Antalya’nın turizm geleceği hakkında önemli bilgilere sahip olan AKTOB Başkanı Kaan Kavaloğlu, ocak ayının ikinci haftası itibarıyla erken rezervasyonlarda geçen yıla kıyasla %15’lik bir artış yaşandığını duyurdu. Kavaloğlu, bu artışın özellikle Almanya ve İngiltere pazarında belirgin olduğunu belirtirken, Rusya’da ise bir durgunluk yaşandığını ifade etti. Yurt içi pazarın da ciddi bir şekilde erken rezervasyon yaptırmasının son derece olumlu bir gelişme olduğuna vurgu yaptı. Kavaloğlu, sezonun genel durumu hakkında ise Mart ayının başında düzenlenecek olan ITB Berlin Turizm Fuarı’nda daha net verilere ulaşacaklarını kaydetti. Ayrıca, önümüzdeki hafta İspanya‘da düzenlenecek olan Fitur Madrid fuarı ve şubat ayının başında İstanbul’da gerçekleşecek olan EMITT fuarı gibi etkinliklerin, uluslararası düzeydeki rezervasyonlar açısından büyük önem taşıdığını belirtti.

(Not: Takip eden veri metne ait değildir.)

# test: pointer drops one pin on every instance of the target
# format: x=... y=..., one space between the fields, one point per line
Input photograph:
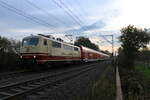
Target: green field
x=143 y=68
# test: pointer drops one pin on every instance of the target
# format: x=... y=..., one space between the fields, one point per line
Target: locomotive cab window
x=45 y=42
x=56 y=44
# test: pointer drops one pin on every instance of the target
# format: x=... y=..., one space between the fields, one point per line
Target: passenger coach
x=43 y=49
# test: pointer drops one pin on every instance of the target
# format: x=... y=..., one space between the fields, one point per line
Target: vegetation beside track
x=135 y=83
x=102 y=89
x=8 y=54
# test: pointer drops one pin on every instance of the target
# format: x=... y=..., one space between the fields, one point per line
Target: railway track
x=7 y=75
x=20 y=89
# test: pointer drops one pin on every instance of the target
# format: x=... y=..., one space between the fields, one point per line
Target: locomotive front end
x=30 y=50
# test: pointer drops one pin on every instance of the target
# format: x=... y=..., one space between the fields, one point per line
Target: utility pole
x=69 y=37
x=111 y=42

2024 yılı için Antalya’nın 17 milyonu aşkın turist çekme hedefinin yanı sıra, yalnızca otellerden elde edilen turizm gelirinin 7.5-8 milyar dolar civarında olacağını ifade eden Kavaloğlu, bu rakamın sadece otel, uçak, paket turlar ve acentelerin gelirlerini kapsadığını, diğer gelir kalemleriyle birlikte toplamın çok daha yüksek olacağını dile getirdi.

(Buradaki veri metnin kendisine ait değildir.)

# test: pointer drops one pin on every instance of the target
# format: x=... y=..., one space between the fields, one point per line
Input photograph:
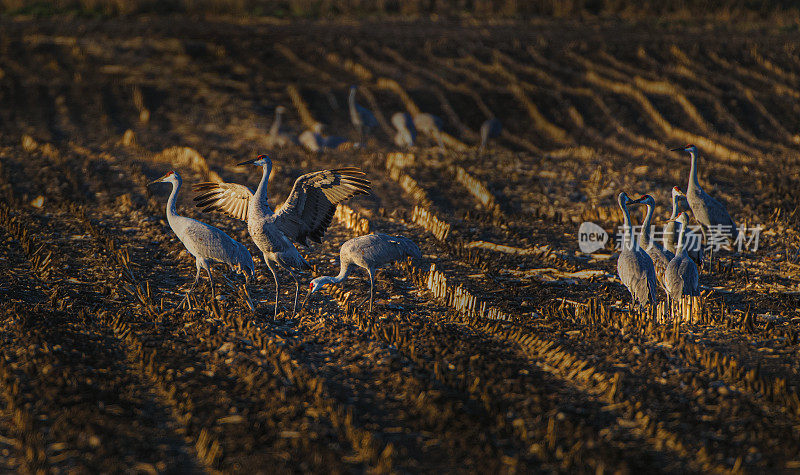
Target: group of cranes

‘100 doları geçmek ana hedefimizdi’
Kültür ve Turizm Bakanı Mehmet Nuri Ersoy’un göreve geldiği günden bu yana, paket fiyatlarının yerini günlük geceleme fiyatlarının almaya başladığını söyleyen Kavaloğlu, “2024 yılında Türkiye genelinde kişi başı gecelik ortalama harcamayı 105 doların üzerinde tamamladık. Bu, bizim için büyük bir başarıydı. 100 doları geçmek ana hedefimizdi ve bunu başardık. Şu anda hedefimiz, İspanya ve Fransa pazarındaki 120 dolara ulaşmak. Bunu üç yıl içerisinde başaracağımıza inanıyorum.” şeklinde konuştu. Önceki yıllarda bu rakamın 98-99 dolar civarında bulunduğunu belirtti.

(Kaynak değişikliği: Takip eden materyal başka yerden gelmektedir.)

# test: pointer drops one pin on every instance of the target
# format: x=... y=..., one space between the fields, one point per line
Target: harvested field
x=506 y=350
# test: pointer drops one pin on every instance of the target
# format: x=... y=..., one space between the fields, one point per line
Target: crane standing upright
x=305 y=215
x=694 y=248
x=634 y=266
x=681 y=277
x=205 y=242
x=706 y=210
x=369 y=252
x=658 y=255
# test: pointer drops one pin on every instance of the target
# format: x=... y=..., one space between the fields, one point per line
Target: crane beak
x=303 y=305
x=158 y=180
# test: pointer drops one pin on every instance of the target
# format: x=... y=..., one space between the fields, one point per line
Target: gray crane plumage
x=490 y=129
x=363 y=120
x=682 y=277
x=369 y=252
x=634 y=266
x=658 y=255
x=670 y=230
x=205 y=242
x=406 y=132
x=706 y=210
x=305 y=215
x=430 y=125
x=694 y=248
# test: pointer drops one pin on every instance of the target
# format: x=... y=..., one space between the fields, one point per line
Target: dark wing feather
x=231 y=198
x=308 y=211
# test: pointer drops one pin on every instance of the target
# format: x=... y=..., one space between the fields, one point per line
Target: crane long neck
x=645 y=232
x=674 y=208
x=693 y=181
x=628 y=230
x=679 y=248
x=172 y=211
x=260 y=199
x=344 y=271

‘Yüzde 10 civarında fiyat artışı yapabildik’
Kavaloğlu, İngiltere ve Almanya pazarlarının önemine dikkat çekerken, bölgedeki siyasi ve ekonomik sorunların olası etkilerinden de bahsetti. Özellikle Ukrayna-Rusya savaşı gibi gerginliklerin sona ermesi durumunda turizme faydalı olabileceğinin altını çizerken, Orta Doğu’daki sorunların çözülmesinin de avantaj sağlayabileceğini ifade etti. Ancak mevcut durumda sıkı sabit kur politikalarının turizmcileri zora soktuğunu ve rekabet gücünü azalttığını kaydedip, “Önceki iki sene boyunca fiyatları çift haneli rakamlarda artırmayı başardık. Fakat bu yıl sadece %7-8, maksimum %10 civarında bir artış yapabildik. Bu durum, rekabet gücümüzü zorlamaya başladı. Antalya ve Türkiye, fiyat-performans açısından tüketicinin lehine olan destinasyonlar arasında yer alıyor. Dolayısıyla, fiyatlarımızın yurt dışında olduğu kadar artmaması gerekiyor ki rekabet gücümüzü koruyabilelim.” değerlendirmesinde bulundu.